The BBC has responded to its lamentable failure to call out false news by appointing a fact checking correspondent to weigh the competing claims of the party manifestos in the general election. And Facebook has published guidance about how to recognise false news, although one suspects that the people who are most drawn to the eye-catching headlines of false news stories won’t find the guidelines a riveting read. They certainly haven’t stopped the endless stream of false news stories about the sudden death of celebrities like Graham Norton, who has died a number of times recently on my Facebook page.
Isaiah says that God has his own answer to false news. ‘See, I am laying in Zion a foundation stone, a precious cornerstone, a sure foundation. I will make justice the line, and righteousness the plummet.’ Or, to put it another way, ‘Justice and fairness will be the measuring lines’ for calling out the lies of false news. Isaiah concludes, somewhat optimistically, that the false news ‘will be swept away.’

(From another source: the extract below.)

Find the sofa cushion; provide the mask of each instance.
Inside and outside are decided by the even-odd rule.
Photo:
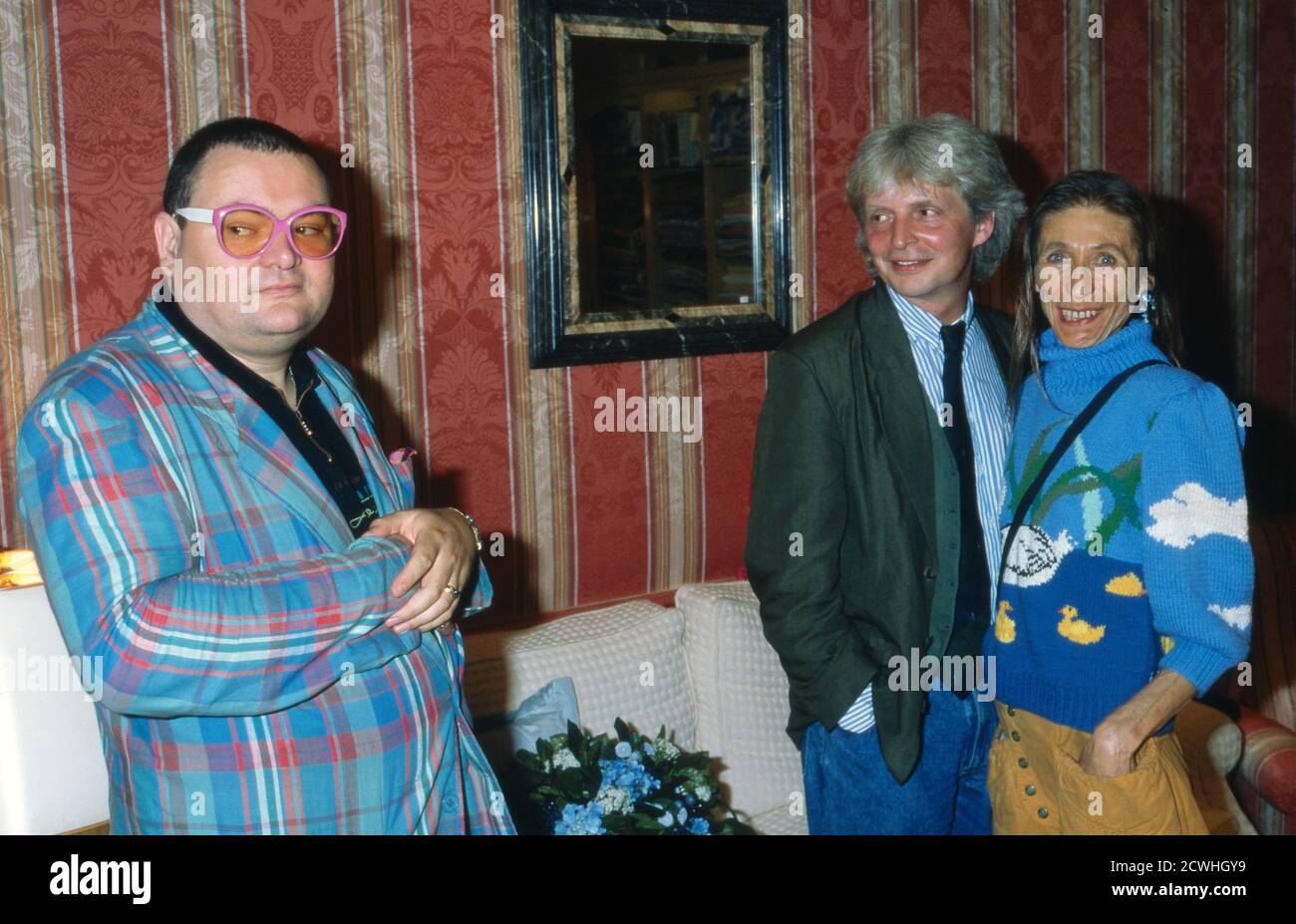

It’s optimistic because of course the uncompromisingly stark narrative of the real news remains, and people still don’t want to hear it, even when the out and out falseness of the false news has been exposed. The scourge of Sargon II will still pass through. The false leaders and all their followers, North and South, will be beaten down by it and as often as the Assyrian army passes through the land it will claim fresh victims. Even Isaiah admits that it will be ‘sheer terror to understand [his] message.’ Who can blame people for continuing to click on the false news they prefer to hear even when they know, in their heart of hearts, that it’s highly problematic, to say the least?

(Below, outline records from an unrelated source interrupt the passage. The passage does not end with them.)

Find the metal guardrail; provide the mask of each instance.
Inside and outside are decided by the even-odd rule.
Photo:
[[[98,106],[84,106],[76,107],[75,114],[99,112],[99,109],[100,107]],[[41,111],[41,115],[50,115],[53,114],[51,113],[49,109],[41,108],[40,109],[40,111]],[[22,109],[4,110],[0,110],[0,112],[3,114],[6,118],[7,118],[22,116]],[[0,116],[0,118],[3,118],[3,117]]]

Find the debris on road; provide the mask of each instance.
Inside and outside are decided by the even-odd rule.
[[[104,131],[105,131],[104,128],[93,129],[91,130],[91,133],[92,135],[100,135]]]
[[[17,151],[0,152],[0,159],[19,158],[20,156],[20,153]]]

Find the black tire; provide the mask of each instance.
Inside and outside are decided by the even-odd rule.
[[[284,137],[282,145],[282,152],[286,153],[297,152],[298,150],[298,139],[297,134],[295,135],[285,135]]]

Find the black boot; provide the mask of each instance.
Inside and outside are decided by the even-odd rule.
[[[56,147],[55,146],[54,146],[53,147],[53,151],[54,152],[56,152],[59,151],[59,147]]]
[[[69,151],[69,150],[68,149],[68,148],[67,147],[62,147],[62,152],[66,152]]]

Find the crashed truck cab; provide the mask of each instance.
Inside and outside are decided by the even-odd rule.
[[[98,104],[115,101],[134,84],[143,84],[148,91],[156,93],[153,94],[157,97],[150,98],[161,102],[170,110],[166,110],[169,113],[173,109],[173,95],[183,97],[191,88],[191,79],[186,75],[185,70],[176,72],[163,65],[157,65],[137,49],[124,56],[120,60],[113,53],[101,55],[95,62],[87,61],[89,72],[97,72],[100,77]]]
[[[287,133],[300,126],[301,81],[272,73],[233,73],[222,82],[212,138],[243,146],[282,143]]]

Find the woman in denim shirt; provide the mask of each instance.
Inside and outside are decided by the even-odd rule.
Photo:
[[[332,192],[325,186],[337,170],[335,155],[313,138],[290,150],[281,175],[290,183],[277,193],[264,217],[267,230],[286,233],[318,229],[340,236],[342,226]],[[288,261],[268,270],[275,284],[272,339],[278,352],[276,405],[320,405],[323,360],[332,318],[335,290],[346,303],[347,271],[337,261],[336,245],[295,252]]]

Is that what continues to feed the popularity of climate change denial, and the false hopes that house prices can continue to rise without deepening the housing crisis, or that immigration can be reduced without affecting the availability of goods and services, or that good health and social care can be provided without raising taxes, or that pensions can be sustained without a radical rethink of what retirement means and how it’s going to be paid for?
All we can do is encourage our people to use justice and righteousness as the measuring lines for distinguishing truth from falsehood, right from wrong, and perhaps put out some narratives of our own, or at least give some likes and endorsements to the stories which seem to be most true, as a tiny corrective to the deluge of false news in the social media.